CONSOLIDATION IN THE EU STAINLESS STEEL SECTOR IS A STEP NEARER


Europe's four major stainless steel producers have all been involved in significant restructuring since the beginning of 2011. It seems unlikely that this is mere coincidence. It is perhaps understandable that large companies should reorganise internally to try to improve profitability in such testing times as these. However, there is inevitable speculation that at least some of this activity has been in preparation for consolidation in the European stainless steel market.

ArcelorMittal was the first to move, spinning off the stainless division from its worldwide steel making business to form the newly-named Aperam. The Luxembourg-based producer has previously investigated merging its stainless operations with those of other companies. Germany's ThyssenKrupp has also separated its "Stainless Global" business from its carbon steel making and other industrial interests.

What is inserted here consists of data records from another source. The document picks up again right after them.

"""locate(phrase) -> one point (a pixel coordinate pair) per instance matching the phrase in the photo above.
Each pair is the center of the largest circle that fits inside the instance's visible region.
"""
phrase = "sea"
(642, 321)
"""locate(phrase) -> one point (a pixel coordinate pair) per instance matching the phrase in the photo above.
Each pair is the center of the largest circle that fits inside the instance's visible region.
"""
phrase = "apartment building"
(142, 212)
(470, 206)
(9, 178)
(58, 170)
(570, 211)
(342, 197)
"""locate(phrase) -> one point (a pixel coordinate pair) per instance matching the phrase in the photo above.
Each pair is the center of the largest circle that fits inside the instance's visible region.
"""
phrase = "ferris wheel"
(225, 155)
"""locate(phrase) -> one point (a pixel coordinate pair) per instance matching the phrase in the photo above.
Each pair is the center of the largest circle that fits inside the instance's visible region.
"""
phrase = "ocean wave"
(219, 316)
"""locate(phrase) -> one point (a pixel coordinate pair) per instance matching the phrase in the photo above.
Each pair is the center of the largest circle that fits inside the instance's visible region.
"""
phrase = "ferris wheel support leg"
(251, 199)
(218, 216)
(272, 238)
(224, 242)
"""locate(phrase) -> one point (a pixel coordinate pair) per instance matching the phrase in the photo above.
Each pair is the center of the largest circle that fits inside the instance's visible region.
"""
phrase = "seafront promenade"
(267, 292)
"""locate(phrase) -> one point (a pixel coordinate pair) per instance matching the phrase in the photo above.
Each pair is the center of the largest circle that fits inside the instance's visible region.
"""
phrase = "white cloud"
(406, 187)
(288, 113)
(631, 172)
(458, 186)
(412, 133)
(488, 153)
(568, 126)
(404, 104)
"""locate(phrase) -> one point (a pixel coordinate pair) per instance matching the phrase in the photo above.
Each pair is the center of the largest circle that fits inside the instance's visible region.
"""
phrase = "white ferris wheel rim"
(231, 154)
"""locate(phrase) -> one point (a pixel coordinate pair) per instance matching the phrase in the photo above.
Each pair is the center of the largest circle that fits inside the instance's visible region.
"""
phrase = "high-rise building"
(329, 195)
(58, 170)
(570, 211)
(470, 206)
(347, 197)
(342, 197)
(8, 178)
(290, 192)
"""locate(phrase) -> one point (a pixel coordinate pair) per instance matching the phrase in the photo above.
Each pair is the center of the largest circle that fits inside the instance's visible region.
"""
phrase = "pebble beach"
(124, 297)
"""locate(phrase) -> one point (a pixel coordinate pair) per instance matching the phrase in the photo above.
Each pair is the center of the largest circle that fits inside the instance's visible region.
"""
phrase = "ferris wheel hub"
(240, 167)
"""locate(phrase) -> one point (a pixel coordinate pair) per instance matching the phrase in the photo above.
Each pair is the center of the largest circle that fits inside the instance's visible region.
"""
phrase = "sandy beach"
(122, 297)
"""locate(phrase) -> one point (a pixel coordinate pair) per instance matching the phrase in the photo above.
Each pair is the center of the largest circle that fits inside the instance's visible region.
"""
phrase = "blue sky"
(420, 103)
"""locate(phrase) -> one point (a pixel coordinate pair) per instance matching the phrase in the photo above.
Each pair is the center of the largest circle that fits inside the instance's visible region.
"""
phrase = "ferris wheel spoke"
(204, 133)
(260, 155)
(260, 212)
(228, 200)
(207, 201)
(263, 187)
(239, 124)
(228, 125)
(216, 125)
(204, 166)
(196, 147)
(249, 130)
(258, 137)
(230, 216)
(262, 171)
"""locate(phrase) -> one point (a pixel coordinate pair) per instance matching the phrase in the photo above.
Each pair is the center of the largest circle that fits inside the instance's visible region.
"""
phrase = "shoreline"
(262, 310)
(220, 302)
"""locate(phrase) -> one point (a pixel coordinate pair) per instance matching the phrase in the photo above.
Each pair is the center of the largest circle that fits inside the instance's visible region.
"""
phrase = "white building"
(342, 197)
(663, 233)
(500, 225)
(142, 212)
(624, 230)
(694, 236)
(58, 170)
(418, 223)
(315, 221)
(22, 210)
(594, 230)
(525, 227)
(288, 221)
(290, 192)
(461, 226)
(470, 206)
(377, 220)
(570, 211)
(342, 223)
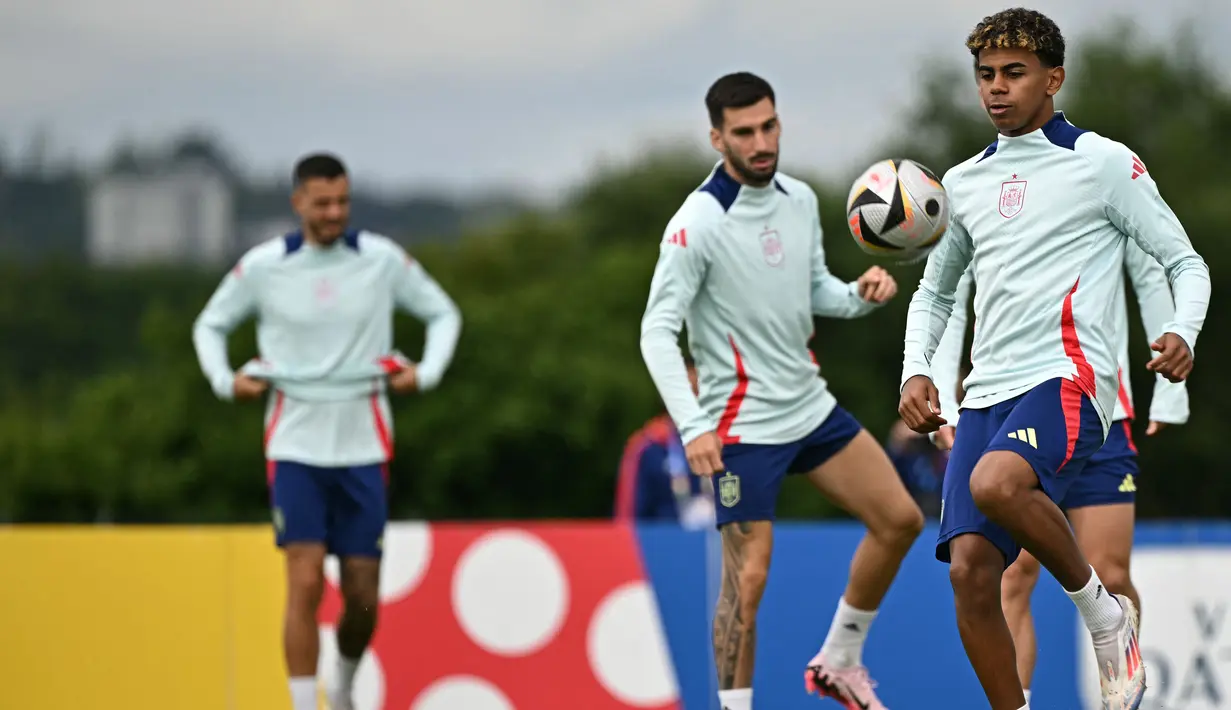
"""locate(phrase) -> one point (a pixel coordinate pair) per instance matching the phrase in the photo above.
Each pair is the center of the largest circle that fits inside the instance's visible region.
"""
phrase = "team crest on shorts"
(771, 247)
(729, 490)
(1012, 197)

Finland-based Outokumpu has, since the arrival of its new CEO, undergone internal restructuring. More recently, the company has begun a process of divestment of its non-core and unprofitable business units. Outokumpu's attitude towards consolidation has appeared positive in recent times. Acerinox, of Spain, announced earlier in June that it will create a new subsidiary, Acerinox Europe, separating its operations in Spain from its interests on other continents. While the company says it supports consolidation in the European stainless steel industry, it maintains that it will not participate. Nevertheless, the timing of this move raises questions.

There is, no doubt, overcapacity in the European stainless steel sector. The surplus may be as much as 2.5 million tonnes, or 25 percent of regional crude stainless steel making capability. Cooperation between the major players would inevitably lead to rationalisation, plant closures and reduced output.

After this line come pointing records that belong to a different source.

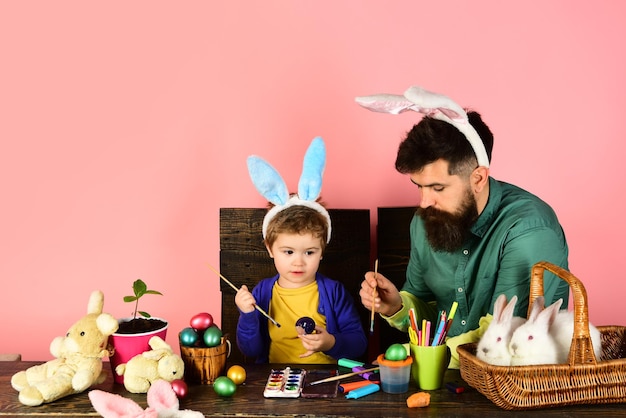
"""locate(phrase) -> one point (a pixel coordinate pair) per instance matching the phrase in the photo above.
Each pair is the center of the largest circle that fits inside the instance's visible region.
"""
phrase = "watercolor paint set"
(296, 382)
(284, 383)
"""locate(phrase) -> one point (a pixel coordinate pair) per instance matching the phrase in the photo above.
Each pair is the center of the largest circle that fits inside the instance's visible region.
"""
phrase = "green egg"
(188, 337)
(224, 386)
(396, 352)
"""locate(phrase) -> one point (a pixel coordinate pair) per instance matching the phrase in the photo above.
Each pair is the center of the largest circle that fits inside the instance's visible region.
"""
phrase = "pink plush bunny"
(162, 403)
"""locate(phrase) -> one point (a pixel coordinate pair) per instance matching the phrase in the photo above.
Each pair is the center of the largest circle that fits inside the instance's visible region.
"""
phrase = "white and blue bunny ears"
(271, 185)
(431, 104)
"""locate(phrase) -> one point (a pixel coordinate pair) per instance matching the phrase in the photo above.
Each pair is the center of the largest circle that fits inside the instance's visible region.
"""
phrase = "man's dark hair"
(433, 139)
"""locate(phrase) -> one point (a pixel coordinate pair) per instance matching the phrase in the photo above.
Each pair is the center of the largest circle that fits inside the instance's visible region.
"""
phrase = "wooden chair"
(244, 259)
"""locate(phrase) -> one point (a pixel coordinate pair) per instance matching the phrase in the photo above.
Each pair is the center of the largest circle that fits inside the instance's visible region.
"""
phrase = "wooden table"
(248, 401)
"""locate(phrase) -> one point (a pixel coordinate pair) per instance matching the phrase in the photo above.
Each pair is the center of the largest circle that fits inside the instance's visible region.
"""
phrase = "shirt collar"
(486, 218)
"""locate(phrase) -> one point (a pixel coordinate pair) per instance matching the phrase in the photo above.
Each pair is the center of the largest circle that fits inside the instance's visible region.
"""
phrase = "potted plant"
(134, 333)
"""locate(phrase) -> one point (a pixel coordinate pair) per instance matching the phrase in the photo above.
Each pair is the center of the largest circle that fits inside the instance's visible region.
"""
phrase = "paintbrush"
(236, 290)
(373, 296)
(342, 376)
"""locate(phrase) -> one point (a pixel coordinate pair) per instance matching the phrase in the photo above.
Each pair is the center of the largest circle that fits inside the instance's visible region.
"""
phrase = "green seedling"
(140, 289)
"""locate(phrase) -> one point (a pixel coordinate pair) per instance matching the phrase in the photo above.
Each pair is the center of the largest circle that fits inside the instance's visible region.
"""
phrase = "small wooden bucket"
(205, 364)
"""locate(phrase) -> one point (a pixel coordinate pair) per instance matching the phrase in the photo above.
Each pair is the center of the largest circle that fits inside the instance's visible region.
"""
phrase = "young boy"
(295, 239)
(296, 230)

It has always been suspected that antitrust regulators would be a barrier to amalgamations between the big four European producers. However, penetration in recent years by imports, especially from China, has altered the shape of the market.

So, what are the potential combinations? ThyssenKrupp and Outokumpu would have good geographical synergy in Europe, for example. Similarly, an alliance between Aperam and Acerinox would fit well in the Americas. The other possibility to consider is a combination with a non-European, probably Asian, producer. This would allow both parties access to new "home" markets, whilst lessening the likely obstacle of EU competition law.